Pequenas inverossimilhanças

Com certeza, qualquer pessoa com um senso crítico minimamente apurado já observou pequenas inverossimilhanças em desenhos animados, novelas, filmes, minisséries ou seriados.Estas inverossimilhanças não chegam a comprometer seriamente a qualidade do trabalho, claro, mas não dá para deixar de admitir que, se os autores houvessem sido mais cuidadosos, as histórias teriam sido melhores. Obviamente, é fácil falar. Entretanto, temos de observar com cuidados nossas histórias nos mínimos detalhes se quisermos que pareçam reais aos que vierem ler ou assistir àquilo que criamos. No geral, a maioria das pessoas não presta tanta atenção a esses detalhes, que geralmente passam despercebidos e devemos deixar claro que não se está dizendo a ninguém que pare de gostar de nada. Cada um tem direito de gostar do que gosta. Porém, reparar nessas inverossimilhanças é até divertido, pois nos mostra como precisamos prestar atenção a coisas como o histórico dos personagens, o contexto social e ambiente em que estão inseridos e tudo o mais. Então, vamos falar de algumas coisas sem sentido vistas em alguns programas:

1- Com certeza, poucos lembram do desenho Bravestarr, que passou nos anos 80 e era exibido pela Globo. A trama era uma mistura de faroeste com ficção científica e se passava no século XXIV num planeta chamado Novo Texas. O protagonista era um delegado índio que combatia criminosos e, como He-man e She-ra, sempre tinha uma lição no fim de cada episódio. Num desses, chamado A caminhada, um rapaz, que parece ter uns dezesseis anos e é filho de um ex-xerife, confessa que achava que disparar armas era divertido mas que tinha aprendido que elas podiam machucar alguém, ouvindo do delegado Bravestarr que armas podiam mais que machucar. Podiam matar. Qual a inverossimilhança? Vejamos, o desenho é ambientado no Oeste e de origem norte-americana. Ninguém ignora que é comum que pessoas tenham armas em casa nesse país, especialmente em áreas rurais. Não é incomum vermos meninos de doze ou treze anos atirando muito bem e o normal é que os pais tenham sido seus professores. No velho Oeste, um jovem de dezesseis anos saberia muito bem que uma arma de fogo podia matar alguém. Ainda mais o filho de um ex-xerife que, com certeza, explicaria ao filho como manusear uma arma. Está certo que esse deslize não chega a comprometer a história como um todo, mas, para uma trama ambientada no faroeste, soa esquisito um adolescente não entender o poder mortífero de uma arma.
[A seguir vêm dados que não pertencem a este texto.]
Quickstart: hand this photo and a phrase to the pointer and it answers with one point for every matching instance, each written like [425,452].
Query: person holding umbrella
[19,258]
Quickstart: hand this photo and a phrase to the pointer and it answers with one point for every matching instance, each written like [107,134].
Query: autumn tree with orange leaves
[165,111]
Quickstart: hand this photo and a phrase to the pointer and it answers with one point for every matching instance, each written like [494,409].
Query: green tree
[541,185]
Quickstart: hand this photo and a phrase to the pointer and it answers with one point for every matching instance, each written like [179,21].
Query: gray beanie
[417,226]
2- Quem já assistiu a Dennis, o pimentinha, com certeza devia achar Henry, o pai de Dennis, muito mole e incapaz de uma ação mais enérgica. Bem, houve um episódio no qual o avô paterno de Dennis diz ao menino que Henry, assim como ele, também vivia aprontando. Fica subentendido que um dia Dennis terá um filho igual a ele e que Henry explicará ao neto como o pimentinha aprontava. Façamos a seguinte pergunta: alguém imagina Dennis ficando mole igual ao pai dele? Com certeza não. O normal é que crianças ativas e travessas se tornem adultos enérgicos e agitados. E o pai de Dennis é muito quieto, não tem nenhuma característica de quem foi uma criança travessa. Muitos que viram esse episódio se perguntaram como um homem que foi uma criança tão agitada tenha ficado assim. Claro que isso não torna o desenho menos divertido, mas percebemos bem que não seria possível na vida real.
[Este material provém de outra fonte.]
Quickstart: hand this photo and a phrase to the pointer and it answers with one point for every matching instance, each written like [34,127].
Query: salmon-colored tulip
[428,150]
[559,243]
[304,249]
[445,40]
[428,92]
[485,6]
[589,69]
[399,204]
3- Muitos lembram da bela novela Senhora do Destino, não? A novela foi ótima, porém apresentou um lapso que chega a ser engraçado. Uma personagem, Daiane, moradora de favela, era totalmente ingênua e ignorante acerca de coisas como a existência de crianças viciadas em crack. Ela fazia uma tolice atrás da outra e um dia sua mãe e o namorado dela, um taxista, levaram-na para dar uma volta para conhecer a realidade. E ela se chocou ao ver crianças viciadas em crack. Como uma menina que nasceu e cresceu numa favela é tão boba? Hoje, qualquer criança, assistindo à televisão, sabe dessas coisas e ninguém ignora que crianças de favela são mais espertas e têm mais vivência do que aquelas de classe média alta.
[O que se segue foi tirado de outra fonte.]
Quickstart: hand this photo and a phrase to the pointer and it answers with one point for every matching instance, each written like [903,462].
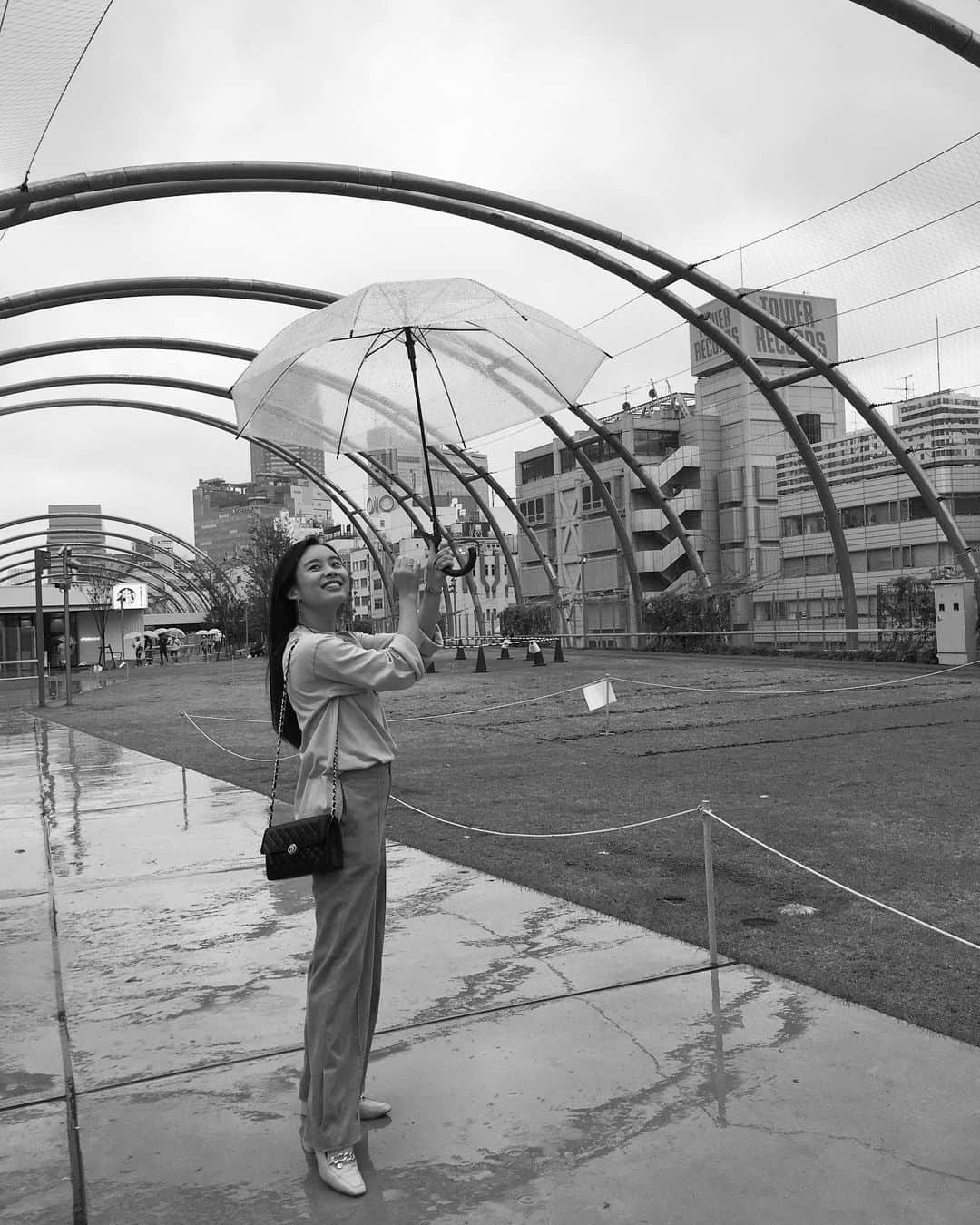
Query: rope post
[710,886]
Fazer uma menina de favela ingênua é tão sem sentido quanto fazer um índio não conhecer os caminhos da floresta, não é mesmo? Embora este erro não tenha chegado a diminuir a qualidade da novela, não dá para deixar de reconhecer que nenhuma criança ou adolescente que viva nesse ambiente poderia ser inocente.

Enfim, é fácil observarmos erros nos trabalhos dos outros e difícil que percebamos os que nós mesmos cometemos. E é exatamente por isso precisamos reler e revisar o que escrevemos, pois nós não estamos livres de cometer deslizes como os comentados neste artigo.